TableWriter<HtkMatrixHolder> htk_writer;
if (output_format == "kaldi") {
if (!kaldi_writer.Open(output_wspecifier))
KALDI_ERR << "Could not initialize output with wspecifier "
<< output_wspecifier;
} else if (output_format == "htk") {
if (!htk_writer.Open(output_wspecifier))
KALDI_ERR << "Could not initialize output with wspecifier "
<< output_wspecifier;
} else {
KALDI_ERR << "Invalid output_format string " << output_format;
}
DoubleWriter utt2dur_writer(utt2dur_wspecifier);
int32 num_utts = 0, num_success = 0;
for (; !reader.Done(); reader.Next()) {
num_utts++;
std::string utt = reader.Key();
const WaveData &wave_data = reader.Value();
if (wave_data.Duration() < min_duration) {
KALDI_WARN << "File: " << utt << " is too short ("
<< wave_data.Duration() << " sec): producing no output.";
continue;
}
int32 num_chan = wave_data.Data().NumRows(), this_chan = channel;
{ // This block works out the channel (0=left, 1=right...)
KALDI_ASSERT(num_chan > 0); // should have been caught in
// reading code if no channels.
if (channel == -1) {
this_chan = 0;
if (num_chan != 1)
KALDI_WARN << "Channel not specified but you have data with "
<< num_chan << " channels; defaulting to zero";
} else {
if (this_chan >= num_chan) {
KALDI_WARN << "File with id " << utt << " has "
<< num_chan << " channels but you specified channel "
<< channel << ", producing no output.";
continue;
}
}
}
BaseFloat vtln_warp_local; // Work out VTLN warp factor.
if (vtln_map_rspecifier != "") {
if (!vtln_map_reader.HasKey(utt)) {
KALDI_WARN << "No vtln-map entry for utterance-id (or speaker-id) "
<< utt;
continue;
}
vtln_warp_local = vtln_map_reader.Value(utt);
} else {
vtln_warp_local = vtln_warp;
}
SubVector<BaseFloat> waveform(wave_data.Data(), this_chan);
Matrix<BaseFloat> features;
try {
mfcc.ComputeFeatures(waveform, wave_data.SampFreq(),
vtln_warp_local, &features);
} catch (...) {
KALDI_WARN << "Failed to compute features for utterance " << utt;
continue;
}
if (subtract_mean) {
Vector<BaseFloat> mean(features.NumCols());
mean.AddRowSumMat(1.0, features);
mean.Scale(1.0 / features.NumRows());
for (int32 i = 0; i < features.NumRows(); i++)
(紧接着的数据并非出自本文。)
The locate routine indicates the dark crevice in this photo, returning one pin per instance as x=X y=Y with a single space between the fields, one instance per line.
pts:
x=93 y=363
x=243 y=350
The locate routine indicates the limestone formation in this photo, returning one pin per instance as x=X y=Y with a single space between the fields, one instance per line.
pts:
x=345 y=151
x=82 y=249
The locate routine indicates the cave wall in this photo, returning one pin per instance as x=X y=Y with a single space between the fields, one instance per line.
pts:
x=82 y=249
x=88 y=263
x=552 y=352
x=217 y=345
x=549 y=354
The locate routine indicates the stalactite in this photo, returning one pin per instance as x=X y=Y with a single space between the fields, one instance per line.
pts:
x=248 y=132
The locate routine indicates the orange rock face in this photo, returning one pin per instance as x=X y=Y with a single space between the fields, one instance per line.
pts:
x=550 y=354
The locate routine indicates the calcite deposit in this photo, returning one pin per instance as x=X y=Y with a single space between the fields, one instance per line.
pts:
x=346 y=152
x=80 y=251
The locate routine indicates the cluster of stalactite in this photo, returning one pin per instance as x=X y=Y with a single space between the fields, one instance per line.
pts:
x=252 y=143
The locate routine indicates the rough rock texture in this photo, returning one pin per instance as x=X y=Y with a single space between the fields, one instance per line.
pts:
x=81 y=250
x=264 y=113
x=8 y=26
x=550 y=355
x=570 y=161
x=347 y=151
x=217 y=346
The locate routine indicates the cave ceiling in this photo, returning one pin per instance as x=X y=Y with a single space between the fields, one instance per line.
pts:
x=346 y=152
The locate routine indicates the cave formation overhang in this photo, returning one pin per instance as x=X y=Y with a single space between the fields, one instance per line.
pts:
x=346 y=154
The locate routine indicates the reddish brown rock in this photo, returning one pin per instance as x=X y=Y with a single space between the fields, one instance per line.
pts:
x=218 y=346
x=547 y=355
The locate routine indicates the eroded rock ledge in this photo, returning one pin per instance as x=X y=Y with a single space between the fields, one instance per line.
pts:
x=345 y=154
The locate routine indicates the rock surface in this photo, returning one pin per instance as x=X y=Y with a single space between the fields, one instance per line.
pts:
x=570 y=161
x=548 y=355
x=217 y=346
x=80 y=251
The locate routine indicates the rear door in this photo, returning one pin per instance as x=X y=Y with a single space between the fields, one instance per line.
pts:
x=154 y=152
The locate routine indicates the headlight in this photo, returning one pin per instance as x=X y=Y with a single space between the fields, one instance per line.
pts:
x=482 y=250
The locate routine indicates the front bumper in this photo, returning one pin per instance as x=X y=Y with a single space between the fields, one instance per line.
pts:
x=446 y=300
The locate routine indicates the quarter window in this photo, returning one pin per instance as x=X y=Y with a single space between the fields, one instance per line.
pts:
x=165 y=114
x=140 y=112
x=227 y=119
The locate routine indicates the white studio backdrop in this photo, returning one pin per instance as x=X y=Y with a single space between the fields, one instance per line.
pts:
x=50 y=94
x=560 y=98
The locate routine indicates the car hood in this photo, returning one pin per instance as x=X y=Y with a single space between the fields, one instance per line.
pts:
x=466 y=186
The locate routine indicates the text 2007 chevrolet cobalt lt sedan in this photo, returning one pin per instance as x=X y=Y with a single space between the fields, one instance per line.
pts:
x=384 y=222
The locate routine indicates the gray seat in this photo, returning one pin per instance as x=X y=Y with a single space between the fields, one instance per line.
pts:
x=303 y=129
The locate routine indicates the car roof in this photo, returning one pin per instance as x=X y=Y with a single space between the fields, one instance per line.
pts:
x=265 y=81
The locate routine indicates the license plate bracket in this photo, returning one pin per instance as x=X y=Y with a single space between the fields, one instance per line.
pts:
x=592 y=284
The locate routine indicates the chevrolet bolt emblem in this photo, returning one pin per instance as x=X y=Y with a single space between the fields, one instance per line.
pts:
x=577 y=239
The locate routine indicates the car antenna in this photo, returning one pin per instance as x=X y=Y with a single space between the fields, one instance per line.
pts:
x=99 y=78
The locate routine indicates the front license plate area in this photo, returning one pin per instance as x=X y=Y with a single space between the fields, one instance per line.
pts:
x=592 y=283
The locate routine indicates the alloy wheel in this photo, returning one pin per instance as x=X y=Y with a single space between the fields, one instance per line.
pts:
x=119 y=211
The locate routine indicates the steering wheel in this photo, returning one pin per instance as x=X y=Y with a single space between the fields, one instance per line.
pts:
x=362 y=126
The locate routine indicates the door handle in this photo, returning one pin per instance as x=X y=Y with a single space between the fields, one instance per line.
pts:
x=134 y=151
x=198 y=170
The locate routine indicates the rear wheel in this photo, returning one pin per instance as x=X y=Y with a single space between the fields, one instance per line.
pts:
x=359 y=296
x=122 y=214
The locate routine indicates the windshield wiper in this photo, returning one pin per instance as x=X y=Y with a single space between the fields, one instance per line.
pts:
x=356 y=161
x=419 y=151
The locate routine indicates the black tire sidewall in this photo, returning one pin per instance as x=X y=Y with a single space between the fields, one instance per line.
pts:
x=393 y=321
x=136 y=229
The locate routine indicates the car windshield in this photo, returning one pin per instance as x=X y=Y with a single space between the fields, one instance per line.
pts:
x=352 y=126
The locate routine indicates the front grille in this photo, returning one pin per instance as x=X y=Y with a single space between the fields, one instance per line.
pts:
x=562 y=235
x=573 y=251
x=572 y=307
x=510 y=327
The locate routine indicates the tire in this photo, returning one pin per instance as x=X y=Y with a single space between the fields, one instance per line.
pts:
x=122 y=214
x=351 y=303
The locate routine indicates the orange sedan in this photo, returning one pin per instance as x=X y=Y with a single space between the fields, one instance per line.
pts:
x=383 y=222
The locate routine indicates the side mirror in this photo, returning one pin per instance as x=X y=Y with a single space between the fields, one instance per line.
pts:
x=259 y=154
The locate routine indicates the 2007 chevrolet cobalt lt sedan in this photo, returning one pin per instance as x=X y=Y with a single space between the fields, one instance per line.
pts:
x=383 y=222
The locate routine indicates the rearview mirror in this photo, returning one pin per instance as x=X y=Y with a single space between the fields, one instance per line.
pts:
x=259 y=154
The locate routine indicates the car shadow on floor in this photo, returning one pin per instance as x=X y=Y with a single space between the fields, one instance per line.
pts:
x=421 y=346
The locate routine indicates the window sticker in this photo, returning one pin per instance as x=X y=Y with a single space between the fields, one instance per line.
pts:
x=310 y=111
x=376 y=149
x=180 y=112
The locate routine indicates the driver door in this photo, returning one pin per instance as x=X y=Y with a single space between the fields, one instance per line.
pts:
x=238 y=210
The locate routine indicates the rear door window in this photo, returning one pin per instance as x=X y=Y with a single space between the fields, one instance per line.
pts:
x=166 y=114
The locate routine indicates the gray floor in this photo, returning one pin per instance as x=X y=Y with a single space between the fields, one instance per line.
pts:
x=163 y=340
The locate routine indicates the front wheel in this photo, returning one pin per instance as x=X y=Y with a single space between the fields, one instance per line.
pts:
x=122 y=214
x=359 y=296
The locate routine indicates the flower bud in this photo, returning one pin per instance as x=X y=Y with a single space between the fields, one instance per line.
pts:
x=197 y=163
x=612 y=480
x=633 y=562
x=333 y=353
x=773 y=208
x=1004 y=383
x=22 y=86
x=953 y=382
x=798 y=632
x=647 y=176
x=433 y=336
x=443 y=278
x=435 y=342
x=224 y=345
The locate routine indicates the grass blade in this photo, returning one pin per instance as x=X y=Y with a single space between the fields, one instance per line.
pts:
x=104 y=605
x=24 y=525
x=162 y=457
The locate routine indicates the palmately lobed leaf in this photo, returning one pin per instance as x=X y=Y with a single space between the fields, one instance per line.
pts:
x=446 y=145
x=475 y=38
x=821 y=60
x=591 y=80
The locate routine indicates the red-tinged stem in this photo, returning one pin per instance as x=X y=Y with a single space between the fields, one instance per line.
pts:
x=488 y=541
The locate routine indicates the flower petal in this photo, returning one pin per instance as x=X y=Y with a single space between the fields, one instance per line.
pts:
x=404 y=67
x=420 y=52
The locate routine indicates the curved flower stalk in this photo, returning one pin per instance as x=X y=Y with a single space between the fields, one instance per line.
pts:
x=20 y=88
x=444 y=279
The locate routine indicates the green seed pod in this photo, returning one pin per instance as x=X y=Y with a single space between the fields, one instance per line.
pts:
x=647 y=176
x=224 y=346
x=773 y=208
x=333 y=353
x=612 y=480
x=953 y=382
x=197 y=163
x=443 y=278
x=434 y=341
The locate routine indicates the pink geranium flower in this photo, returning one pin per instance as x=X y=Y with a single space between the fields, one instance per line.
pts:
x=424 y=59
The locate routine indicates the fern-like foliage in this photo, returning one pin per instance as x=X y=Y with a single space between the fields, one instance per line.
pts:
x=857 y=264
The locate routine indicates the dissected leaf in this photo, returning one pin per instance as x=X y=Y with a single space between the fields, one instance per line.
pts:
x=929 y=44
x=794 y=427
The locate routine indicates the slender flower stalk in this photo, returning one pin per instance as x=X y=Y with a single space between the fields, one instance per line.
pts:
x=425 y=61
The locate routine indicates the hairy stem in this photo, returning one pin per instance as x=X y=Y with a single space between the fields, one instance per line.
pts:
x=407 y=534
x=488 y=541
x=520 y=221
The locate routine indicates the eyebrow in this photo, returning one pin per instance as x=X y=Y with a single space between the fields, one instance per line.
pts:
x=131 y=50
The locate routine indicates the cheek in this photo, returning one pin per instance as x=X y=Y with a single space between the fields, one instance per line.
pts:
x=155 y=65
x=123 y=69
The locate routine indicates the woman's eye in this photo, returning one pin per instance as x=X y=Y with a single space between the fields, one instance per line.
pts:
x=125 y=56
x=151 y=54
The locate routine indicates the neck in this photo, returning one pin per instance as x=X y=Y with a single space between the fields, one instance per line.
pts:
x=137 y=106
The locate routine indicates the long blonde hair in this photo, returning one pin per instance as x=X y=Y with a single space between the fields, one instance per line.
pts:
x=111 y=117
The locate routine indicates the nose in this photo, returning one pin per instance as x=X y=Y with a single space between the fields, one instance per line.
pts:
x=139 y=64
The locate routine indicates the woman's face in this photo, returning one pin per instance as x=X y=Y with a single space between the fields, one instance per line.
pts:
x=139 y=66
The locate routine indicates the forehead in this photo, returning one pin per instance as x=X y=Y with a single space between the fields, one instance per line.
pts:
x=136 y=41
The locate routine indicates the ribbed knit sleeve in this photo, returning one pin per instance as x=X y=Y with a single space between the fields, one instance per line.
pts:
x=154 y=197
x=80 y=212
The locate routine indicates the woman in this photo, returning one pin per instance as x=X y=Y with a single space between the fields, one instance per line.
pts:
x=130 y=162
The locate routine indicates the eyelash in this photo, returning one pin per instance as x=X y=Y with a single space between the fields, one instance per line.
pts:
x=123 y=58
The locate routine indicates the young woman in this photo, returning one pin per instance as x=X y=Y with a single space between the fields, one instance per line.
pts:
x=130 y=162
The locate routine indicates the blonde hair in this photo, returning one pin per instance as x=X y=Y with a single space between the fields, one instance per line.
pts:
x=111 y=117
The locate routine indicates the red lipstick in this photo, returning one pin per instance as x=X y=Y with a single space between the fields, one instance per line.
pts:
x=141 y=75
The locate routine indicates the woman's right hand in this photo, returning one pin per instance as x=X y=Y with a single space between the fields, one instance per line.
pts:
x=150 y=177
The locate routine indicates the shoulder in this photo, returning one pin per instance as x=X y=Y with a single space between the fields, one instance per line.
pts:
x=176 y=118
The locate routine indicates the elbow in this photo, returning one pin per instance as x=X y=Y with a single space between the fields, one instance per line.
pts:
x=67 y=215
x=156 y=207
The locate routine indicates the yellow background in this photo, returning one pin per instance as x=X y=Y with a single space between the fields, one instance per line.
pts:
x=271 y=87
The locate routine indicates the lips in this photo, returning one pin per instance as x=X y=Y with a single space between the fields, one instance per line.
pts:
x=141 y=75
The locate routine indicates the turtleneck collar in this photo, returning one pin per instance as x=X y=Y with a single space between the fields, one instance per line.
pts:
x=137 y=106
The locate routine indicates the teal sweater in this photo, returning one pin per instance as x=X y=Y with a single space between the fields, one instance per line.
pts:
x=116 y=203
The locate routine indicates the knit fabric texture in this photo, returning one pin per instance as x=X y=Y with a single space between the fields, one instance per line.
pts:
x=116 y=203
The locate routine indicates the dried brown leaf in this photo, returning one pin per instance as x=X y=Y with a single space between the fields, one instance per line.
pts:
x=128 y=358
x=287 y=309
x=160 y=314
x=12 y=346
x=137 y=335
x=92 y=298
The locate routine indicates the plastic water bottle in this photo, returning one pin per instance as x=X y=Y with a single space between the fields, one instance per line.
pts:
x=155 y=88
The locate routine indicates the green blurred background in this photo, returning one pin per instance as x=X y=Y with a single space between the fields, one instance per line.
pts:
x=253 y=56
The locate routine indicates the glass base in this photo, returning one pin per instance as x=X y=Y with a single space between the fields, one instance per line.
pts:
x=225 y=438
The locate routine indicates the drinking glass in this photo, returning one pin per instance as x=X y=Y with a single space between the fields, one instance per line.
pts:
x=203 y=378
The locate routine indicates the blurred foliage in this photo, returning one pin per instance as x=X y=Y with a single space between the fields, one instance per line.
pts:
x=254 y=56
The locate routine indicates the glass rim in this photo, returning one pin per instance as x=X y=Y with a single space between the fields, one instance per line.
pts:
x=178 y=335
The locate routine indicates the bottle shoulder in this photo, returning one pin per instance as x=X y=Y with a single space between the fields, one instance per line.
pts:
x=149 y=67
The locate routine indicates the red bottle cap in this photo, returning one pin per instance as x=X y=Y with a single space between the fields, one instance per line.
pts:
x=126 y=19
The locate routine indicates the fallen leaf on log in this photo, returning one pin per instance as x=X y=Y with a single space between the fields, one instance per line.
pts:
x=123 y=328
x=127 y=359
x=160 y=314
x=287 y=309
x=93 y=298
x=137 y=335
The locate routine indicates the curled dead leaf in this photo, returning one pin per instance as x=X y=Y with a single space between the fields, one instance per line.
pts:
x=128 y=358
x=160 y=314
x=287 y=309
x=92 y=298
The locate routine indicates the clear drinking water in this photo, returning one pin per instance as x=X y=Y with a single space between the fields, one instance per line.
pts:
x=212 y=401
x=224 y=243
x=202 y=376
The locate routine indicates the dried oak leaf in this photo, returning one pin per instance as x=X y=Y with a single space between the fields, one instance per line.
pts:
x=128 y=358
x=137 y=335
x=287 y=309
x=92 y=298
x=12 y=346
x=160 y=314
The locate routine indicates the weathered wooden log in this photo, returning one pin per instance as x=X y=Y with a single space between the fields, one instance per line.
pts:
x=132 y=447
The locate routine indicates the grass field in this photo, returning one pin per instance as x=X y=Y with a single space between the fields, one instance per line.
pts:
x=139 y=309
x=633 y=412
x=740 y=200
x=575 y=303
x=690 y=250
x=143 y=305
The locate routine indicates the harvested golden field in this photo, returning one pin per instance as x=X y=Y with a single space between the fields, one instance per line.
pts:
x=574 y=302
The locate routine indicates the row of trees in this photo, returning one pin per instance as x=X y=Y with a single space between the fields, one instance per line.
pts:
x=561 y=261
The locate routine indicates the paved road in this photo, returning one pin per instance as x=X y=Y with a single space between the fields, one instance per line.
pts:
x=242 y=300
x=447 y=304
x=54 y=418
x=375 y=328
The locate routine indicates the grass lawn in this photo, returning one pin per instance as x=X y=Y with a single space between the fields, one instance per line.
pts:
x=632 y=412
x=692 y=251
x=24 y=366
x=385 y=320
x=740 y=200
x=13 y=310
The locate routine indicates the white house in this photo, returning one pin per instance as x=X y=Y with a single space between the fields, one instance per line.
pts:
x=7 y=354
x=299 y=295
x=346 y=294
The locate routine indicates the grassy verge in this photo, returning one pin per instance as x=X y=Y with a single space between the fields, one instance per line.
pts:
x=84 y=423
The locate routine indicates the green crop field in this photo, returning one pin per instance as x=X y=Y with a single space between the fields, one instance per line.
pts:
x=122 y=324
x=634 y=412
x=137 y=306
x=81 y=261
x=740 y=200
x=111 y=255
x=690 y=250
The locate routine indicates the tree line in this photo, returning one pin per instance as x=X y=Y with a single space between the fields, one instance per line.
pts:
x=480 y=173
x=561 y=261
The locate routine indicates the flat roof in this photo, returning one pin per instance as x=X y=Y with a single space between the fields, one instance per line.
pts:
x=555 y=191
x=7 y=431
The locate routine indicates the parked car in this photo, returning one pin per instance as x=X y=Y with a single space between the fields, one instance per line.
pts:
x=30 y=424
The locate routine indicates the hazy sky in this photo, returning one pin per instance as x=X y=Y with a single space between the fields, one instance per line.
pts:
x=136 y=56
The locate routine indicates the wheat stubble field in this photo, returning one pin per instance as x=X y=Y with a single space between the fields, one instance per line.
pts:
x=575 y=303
features.Row(i).AddVec(-1.0, mean);
}
if (output_format == "kaldi") {
kaldi_writer.Write(utt, features);
} else {
std::pair<Matrix<BaseFloat>, HtkHeader> p;
p.first.Resize(features.NumRows(), features.NumCols());
p.first.CopyFromMat(features);
HtkHeader header = {
features.NumRows(),
100000, // 10ms shift
static_cast<int16>(sizeof(float)*(features.NumCols())),
static_cast<uint16>( 006 | // MFCC
(mfcc_opts.use_energy ? 0100 : 020000)) // energy; otherwise c0
};
p.second = header;
htk_writer.Write(utt, p);
}
if (utt2dur_writer.IsOpen()) {
utt2dur_writer.Write(utt, wave_data.Duration());
}
if (num_utts % 10 == 0)
KALDI_LOG << "Processed " << num_utts << " utterances";
KALDI_VLOG(2) << "Processed features for key " << utt;
num_success++;
}
KALDI_LOG << " Done " << num_success << " out of " << num_utts
<< " utterances.";
return (num_success != 0 ? 0 : 1);
} catch(const std::exception &e) {
std::cerr << e.what();
return -1;
}
}
這裏的源碼編譯使用的是c++語言,如果需要掌握其詳細的內容及步驟,可能還需要掌握一些c++的語言知識。
限於對於c++知識掌握有限,所以暫時還不能理清各部分代碼所代表的意思。
如何探查kaldi中其它文件的源編碼文件
通過上邊的一番探索,我也發現了其它文件的源文件,例如hmm(隱馬爾可夫模型)、gmm(高斯混合模型),ivector等等,這裏我僅截圖顯示一下,如果日後研究需要,還需要仔細去探查各個源文件對應的代碼。
語音識別的道路還有很長,我瞭解的還是太少,也只有在不斷的學習中才能不斷地成長。